Roses and their meaning can be summed up in one word- Love!
Love and roses- legend says Aphrodite, the Greek goddess of love, created the rose.
As unique as her creation, Aphrodite is the only Olympian who had neither a mother or father. Her origins remain unknown.
The Wind saw her first in the early dawn when she emerged from the sea on the white of the waves.
Mighty Aphrodite’s rose recipe was simple: drops of her blood and the tears she shed over her fallen lover Adonis. Her creation became the breathtakingly beautiful iconic flower that fills our gardens, is part of our world history, and adorns our museums and daily lives.
Love and roses still go hand-in-hand in these modern times.
While never leaving their association with romance and illustrious beginnings far behind, roses and their meaning have become part of our everyday life.

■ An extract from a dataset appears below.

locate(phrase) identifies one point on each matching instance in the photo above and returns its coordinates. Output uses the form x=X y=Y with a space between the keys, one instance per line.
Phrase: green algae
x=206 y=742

Look for them beyond the garden walls and you will see them everywhere in a myriad of things: famous paintings, the weave of fabrics, the frame in a foyer hotel mirror, the legs of a café chair, the front buttress of an old building on Main Street, and maybe even at the bottom of your soup bowl.
Pink roses have even been seen in the distant cosmos, such as The Pink Rose Bud Nebula.
May the time of love and roses continue for many years to come.
Roses are More than Just the Pretty Flowers in the Garden
While love and roses have fed the soul and been together for millennia, roses first provided early humans with nourishment and, eventually, with fragrant oils.
The Rose of Attar, which is oil extracted from rose petals, has been the heart of the most famous perfumes.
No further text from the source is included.